Just because the Mona Lisa is falling apart doesn’t mean your smile should.
Since it was first painted in the early 1500’s, Leonardo DaVinci’s famous masterpiece has required more than its fair share of touch-ups over the centuries. After a string of attacks and repairs, the most famous smile in the world has had plenty of work done to keep millions of people visiting the Louvre museum every year.
In the same way, your smile needs a touch-up every now and again – but especially if you have old fillings.
From what I understand about art restoration, sometimes the techniques that were used to restore paintings can work in the short term, but can cause problems in the future. New solvents are created, techniques are refined, and the end result is a work of art that needs to be retouched less often.
I like to think the same is true for real smiles that have received amalgam fillings in the past.
And by amalgam fillings, I mean metal fillings. This usually refers to silver fillings or to gold fillings, which were extremely popular throughout much of the 20th century, and for good reason: They are extremely strong, yet because they contain “soft” metals, they don’t cause as much wear and tear on opposite natural teeth. A best of both worlds approach.
Or so we thought.
As it turns out, metal amalgam fillings aren’t what they’re cracked up to be – pun intended.
Pain When It’s Hot, Pain When It’s Cold
If you have metal fillings, let me ask you a question: When the temperature is either really hot or really cold outside, do the teeth in which you have metal fillings start to hurt?
Chances are, your answer is yes. This is because metals expand when it’s warm, and contract when it’s cold. Simple physics. Unfortunately, this creates big problems for the tooth that the filling is attached to, because as the metal expands and contracts, so does the tooth.
This phenomenon won’t just cause you pain, because it could also cost you your tooth.
The longer this process happens each year, after each change in the seasons, the metal can actually wear itself out. When this happens, the molecules which bond the metals become brittle and weakened, allow the filling itself to crack and break off in small particles, big chunks, or the entire filling itself!
Can you imagine how terrible that can be?
Even worse is what can happen if you’re not aware that your old gold filling or old silver fillings is starting to fail on you. When a filling starts to break apart, two things happen:
- Particles of the metal filling, which usually also contain mercury, can travel throughout your body is accidentally swallowed; and
- the exposed underlying tooth is now exposed, root and all.

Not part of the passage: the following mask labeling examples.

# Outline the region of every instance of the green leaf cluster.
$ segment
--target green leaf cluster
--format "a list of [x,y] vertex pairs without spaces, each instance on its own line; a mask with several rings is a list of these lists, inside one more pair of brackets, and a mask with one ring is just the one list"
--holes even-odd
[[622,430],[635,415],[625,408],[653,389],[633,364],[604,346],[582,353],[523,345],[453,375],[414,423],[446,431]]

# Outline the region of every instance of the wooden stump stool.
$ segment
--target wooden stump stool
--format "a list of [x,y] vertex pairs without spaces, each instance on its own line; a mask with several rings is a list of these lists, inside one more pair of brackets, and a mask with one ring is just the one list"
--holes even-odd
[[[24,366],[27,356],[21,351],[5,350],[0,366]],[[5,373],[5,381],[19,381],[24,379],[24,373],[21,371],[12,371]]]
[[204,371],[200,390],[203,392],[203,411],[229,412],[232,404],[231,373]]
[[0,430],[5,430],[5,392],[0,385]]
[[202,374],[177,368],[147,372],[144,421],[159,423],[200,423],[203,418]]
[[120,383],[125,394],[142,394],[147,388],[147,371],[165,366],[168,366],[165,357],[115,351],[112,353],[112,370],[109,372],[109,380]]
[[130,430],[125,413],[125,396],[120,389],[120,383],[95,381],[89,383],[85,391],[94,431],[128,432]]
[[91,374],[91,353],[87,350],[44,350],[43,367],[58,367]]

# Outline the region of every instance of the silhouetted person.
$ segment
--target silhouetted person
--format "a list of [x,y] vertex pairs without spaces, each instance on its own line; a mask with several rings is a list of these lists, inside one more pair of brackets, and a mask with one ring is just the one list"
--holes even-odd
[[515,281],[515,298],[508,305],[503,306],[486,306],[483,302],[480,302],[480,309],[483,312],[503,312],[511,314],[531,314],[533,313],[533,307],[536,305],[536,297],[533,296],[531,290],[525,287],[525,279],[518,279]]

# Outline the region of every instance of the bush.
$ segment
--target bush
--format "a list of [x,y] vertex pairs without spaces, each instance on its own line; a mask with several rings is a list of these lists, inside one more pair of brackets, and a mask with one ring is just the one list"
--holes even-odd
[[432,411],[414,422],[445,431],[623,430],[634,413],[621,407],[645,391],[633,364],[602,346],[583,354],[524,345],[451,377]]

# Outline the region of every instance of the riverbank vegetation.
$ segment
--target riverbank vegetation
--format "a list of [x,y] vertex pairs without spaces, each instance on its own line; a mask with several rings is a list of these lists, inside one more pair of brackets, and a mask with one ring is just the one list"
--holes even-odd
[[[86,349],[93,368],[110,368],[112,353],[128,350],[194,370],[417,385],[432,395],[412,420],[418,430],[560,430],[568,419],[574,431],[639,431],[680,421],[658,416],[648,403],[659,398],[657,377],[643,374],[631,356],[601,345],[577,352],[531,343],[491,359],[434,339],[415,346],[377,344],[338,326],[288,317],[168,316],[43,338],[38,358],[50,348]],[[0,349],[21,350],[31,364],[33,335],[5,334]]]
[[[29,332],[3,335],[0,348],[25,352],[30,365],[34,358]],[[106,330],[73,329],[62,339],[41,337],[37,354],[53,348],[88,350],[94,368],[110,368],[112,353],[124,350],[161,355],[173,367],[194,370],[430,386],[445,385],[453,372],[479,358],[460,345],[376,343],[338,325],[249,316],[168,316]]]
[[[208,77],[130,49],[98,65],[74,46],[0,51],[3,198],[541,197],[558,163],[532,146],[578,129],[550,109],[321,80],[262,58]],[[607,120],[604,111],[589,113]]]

If the filling partially cracks, this can allow bits of food to become trapped between the filling and the tooth, causing rapid decay and even more damage to the tooth you tried to fix all those years ago!
When this happens, you need a Nashua dentist who can repair and replace those fillings with a safer, more reliable alternative.
Composite Fillings For Natural-Looking Smiles
My practice doesn’t use metal amalgam fillings for the same reasons that the art restorers at the Louvre use new techniques: The results are better, and cause less damage to the subject (or patient, in my case!).
Composite fillings are made of an amazing, advanced plastic-like material that can be sculpted into a perfectly natural-looking shape, matched for color relative to the rest of your smile, and “cured” so that it hardened into place.
It won’t break like metal fillings do, and it certainly won’t cause you unnecessary pain depending on which way the wind outside is blowing.
Perhaps their biggest benefit is cosmetic: Because the composite material that the filling is made out of is carefully matched to imitate the color of your smile, you won’t have to think twice about smiling or laughing and exposing a mouth full of metal in the process.
Discover The Benefits For Yourself
I believe that you owe it to yourself to have a metal-free smile when it comes to your teeth fillings, so even if you aren’t experiencing any of the problems we have discussed here today, it doesn’t mean that your metal fillings haven’t already suffered microscopic cracks.